Unanimous AI, a startup based in Silicon Valley, has developed an AI that predicts real life scenarios such as correctly predicting the winners of the 2016 Kentucky Derby and 2015 Academy Awards.

UNU – the AI developed by Unanimous – correctly predicted the horse Nyquist as the winner of the 2016 Kentucky Derby. UNU also correctly picked 11 of the 15 winners of the 2015 Academy Awards, also known as the Oscars.

Artificial Swarm Intelligence Versus Purely Digital AI

Unanimous calls UNU as the world’s first artificial swarm intelligence. According to Unanimous, artificial swarm intelligence is different from a purely digital AI.

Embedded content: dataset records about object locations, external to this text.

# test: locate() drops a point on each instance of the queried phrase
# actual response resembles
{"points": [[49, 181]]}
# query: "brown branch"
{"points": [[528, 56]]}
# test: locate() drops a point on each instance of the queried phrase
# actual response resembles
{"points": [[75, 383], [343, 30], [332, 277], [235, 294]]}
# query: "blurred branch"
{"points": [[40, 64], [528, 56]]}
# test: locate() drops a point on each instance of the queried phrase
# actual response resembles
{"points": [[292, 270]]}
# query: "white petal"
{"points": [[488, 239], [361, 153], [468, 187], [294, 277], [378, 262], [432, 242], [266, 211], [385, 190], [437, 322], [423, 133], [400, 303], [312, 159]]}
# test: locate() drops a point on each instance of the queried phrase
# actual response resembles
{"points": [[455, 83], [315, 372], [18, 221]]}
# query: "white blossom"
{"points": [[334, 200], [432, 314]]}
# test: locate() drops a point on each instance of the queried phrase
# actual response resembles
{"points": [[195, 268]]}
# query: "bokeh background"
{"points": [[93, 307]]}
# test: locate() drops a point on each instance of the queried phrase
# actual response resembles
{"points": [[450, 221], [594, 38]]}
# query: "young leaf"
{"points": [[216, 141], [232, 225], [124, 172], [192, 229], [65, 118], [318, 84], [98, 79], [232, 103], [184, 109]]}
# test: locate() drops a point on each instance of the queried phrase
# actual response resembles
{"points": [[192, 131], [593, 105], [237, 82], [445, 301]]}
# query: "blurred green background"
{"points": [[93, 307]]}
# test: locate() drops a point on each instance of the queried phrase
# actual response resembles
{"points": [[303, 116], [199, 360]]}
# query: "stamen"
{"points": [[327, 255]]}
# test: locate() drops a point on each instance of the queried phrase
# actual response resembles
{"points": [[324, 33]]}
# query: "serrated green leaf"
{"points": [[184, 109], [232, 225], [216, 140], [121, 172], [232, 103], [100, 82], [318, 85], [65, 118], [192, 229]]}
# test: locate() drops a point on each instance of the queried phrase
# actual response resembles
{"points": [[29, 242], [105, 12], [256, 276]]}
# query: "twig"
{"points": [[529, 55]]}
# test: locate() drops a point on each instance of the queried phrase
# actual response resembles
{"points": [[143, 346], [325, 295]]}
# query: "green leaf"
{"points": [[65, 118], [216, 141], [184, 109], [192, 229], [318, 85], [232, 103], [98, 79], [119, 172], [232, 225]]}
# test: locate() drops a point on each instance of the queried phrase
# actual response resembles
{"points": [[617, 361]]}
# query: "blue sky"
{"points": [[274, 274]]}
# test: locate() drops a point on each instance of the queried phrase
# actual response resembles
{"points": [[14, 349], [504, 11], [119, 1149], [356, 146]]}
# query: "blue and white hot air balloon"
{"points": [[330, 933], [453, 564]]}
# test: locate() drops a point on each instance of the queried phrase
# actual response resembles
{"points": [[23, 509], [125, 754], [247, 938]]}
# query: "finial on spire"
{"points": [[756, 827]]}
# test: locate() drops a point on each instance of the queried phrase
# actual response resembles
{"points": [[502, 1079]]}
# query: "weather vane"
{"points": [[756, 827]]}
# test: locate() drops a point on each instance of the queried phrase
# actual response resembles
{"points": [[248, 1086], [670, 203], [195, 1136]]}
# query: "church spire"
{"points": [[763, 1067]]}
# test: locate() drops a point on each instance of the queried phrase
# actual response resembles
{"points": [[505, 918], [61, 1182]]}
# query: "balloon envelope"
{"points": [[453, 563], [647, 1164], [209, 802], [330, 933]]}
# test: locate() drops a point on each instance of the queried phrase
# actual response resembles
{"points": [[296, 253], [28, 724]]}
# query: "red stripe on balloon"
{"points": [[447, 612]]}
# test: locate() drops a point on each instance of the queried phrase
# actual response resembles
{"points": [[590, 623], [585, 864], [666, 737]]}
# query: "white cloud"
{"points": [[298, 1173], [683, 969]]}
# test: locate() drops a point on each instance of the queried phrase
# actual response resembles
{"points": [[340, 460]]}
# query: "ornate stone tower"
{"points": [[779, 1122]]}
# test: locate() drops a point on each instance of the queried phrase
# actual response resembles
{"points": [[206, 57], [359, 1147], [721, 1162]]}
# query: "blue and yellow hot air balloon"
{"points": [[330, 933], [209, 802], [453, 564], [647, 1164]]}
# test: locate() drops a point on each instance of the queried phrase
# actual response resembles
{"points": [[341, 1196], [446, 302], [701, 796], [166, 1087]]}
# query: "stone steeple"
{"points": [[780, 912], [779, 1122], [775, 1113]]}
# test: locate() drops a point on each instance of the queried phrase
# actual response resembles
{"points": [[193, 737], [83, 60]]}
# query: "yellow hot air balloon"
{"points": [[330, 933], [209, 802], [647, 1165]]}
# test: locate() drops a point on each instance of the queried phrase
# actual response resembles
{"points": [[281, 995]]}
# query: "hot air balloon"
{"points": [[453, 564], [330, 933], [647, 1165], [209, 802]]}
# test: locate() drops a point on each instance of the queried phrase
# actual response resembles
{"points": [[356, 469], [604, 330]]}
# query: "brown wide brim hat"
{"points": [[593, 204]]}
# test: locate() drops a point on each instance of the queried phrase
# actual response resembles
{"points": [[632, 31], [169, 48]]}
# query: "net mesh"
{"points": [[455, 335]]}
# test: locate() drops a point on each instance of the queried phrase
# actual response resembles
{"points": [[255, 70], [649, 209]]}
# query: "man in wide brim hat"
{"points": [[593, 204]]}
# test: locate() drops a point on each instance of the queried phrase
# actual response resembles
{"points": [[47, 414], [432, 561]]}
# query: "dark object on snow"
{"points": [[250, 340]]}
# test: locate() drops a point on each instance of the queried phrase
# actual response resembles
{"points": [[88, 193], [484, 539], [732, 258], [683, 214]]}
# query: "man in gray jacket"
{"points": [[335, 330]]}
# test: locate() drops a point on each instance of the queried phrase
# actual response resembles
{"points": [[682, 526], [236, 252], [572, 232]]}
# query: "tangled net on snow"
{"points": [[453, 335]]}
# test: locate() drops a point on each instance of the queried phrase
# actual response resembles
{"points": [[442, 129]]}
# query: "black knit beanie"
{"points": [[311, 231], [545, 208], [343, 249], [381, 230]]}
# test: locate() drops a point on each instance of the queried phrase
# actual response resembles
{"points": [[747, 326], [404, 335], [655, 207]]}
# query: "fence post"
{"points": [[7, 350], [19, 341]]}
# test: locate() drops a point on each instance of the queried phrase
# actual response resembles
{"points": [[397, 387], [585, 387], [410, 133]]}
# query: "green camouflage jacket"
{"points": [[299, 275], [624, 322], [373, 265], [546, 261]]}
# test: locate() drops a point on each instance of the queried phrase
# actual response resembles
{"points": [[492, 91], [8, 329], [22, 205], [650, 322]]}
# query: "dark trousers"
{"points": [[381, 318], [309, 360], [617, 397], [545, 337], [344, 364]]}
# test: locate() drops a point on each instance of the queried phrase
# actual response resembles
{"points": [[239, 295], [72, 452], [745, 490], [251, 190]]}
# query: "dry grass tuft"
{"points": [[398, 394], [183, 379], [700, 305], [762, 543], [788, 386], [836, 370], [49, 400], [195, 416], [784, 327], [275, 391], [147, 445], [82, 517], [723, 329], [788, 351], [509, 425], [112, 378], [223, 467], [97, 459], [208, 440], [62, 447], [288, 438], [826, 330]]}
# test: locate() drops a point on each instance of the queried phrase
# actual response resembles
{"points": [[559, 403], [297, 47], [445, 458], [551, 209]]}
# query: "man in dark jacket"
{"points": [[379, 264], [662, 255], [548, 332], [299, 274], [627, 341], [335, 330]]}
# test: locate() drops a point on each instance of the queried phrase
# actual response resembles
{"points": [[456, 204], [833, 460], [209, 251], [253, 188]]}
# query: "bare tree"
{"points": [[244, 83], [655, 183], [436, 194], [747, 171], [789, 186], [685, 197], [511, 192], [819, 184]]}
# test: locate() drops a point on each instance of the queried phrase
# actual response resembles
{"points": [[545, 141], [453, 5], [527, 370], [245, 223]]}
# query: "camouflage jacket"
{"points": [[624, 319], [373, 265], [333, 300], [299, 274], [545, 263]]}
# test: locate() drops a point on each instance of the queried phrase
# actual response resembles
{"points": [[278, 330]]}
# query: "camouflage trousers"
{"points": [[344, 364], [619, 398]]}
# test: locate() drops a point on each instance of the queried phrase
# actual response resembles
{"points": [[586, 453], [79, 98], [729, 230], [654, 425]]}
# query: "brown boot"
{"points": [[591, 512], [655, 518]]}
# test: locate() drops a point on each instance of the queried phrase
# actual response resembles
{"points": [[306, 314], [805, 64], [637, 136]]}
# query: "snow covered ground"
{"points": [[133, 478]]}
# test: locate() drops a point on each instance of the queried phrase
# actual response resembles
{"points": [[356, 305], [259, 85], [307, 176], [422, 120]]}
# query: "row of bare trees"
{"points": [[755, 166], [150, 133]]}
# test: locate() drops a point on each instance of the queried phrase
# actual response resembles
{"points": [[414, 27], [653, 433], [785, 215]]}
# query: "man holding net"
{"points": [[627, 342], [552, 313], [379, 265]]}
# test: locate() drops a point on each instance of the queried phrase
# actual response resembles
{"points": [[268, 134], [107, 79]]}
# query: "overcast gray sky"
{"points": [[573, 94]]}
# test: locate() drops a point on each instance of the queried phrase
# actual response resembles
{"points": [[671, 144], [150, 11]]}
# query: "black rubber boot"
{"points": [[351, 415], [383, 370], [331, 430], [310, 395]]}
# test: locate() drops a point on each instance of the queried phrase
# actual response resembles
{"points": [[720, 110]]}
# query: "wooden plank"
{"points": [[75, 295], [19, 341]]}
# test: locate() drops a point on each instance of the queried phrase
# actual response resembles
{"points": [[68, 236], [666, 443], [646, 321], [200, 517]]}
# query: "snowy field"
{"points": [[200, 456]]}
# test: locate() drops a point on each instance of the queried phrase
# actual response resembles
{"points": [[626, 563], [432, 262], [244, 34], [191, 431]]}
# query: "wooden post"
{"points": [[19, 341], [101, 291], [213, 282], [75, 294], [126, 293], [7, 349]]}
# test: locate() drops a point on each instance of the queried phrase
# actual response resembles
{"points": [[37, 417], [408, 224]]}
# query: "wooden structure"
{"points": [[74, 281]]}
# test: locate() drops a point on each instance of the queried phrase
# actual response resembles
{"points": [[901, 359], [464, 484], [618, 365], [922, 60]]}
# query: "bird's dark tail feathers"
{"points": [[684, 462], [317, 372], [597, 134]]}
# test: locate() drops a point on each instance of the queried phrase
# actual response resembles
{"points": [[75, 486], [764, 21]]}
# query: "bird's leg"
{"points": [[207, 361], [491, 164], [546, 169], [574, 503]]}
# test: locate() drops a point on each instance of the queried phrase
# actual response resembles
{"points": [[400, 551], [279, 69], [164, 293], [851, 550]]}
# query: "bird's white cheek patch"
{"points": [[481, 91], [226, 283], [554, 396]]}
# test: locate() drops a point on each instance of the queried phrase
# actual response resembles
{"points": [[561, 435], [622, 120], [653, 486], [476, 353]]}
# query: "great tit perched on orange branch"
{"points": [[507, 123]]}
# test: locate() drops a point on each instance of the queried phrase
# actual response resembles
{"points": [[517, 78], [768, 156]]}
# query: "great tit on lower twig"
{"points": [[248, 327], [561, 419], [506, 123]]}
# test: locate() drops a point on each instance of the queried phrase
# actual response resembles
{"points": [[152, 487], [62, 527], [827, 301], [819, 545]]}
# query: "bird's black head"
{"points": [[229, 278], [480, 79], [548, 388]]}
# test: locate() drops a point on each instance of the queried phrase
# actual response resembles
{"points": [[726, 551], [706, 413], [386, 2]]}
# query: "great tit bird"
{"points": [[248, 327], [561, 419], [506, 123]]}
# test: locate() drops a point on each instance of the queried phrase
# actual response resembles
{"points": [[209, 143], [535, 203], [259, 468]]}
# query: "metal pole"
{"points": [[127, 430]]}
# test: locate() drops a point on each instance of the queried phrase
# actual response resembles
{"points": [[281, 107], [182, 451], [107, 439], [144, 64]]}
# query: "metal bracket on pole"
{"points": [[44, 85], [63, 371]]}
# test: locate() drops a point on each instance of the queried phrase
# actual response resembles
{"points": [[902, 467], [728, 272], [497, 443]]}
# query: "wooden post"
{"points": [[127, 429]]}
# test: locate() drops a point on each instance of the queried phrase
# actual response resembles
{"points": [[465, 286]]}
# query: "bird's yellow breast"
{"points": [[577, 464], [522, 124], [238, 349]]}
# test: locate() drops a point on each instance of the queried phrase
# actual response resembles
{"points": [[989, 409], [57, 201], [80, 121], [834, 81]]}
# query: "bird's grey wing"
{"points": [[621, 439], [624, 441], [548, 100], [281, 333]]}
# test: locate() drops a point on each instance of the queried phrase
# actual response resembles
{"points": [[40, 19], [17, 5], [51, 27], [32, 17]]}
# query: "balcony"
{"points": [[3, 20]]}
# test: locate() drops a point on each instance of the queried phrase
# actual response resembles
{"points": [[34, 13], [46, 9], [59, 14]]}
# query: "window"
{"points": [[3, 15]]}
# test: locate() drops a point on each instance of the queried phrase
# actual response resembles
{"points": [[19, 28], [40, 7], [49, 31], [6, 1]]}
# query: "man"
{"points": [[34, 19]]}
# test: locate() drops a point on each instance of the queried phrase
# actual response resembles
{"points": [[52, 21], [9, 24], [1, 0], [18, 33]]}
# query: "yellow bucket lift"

“A purely artificial intelligence will have no reason to share our goals and sensibilities or our morals and values,” the Silicon Valley startup said. On the other hand, an artificial swarm intelligence is something smarter than ourselves, but it “shares our goals and aspirations, our emotions and empathy, and most importantly our morals and values,” the startup company said.

Unanimous patterns its artificial swarm intelligence after what scientists dubbed as swarm intelligence – a proof to the saying “Many minds are better than one.”

Bees, for instance, use high-speed gestures to establish tight feedback loops among its members. Ants, meanwhile, establish feedback loops among its members by using chemical traces. We, humans, however, have not been able to form swarms or tight feedback loops.

Unanimous said that its artificial swarm intelligence is humanity’s missing link to form feedback loops or critical real-time connections. With its artificial swarm intelligence, Unanimous said that “people can think together in swarms, allowing people to achieve the same types of intelligence amplification that other species have attained.”

Swarms Versus Polls

In the paper entitled “Human Swarms, a real-time method for collective intelligence,” Unanimous Founder and CEO Louis Rosenberg, wrote that swarms are better than polls. Louis claims that that polls provide no alternatives for groups to explore other options and find consensus.

“Swarms, on the other hand, allow users to continually update their intent in real-time, assessing how their views combine with the other participants to achieve an acceptable outcome,” Rosenberg added.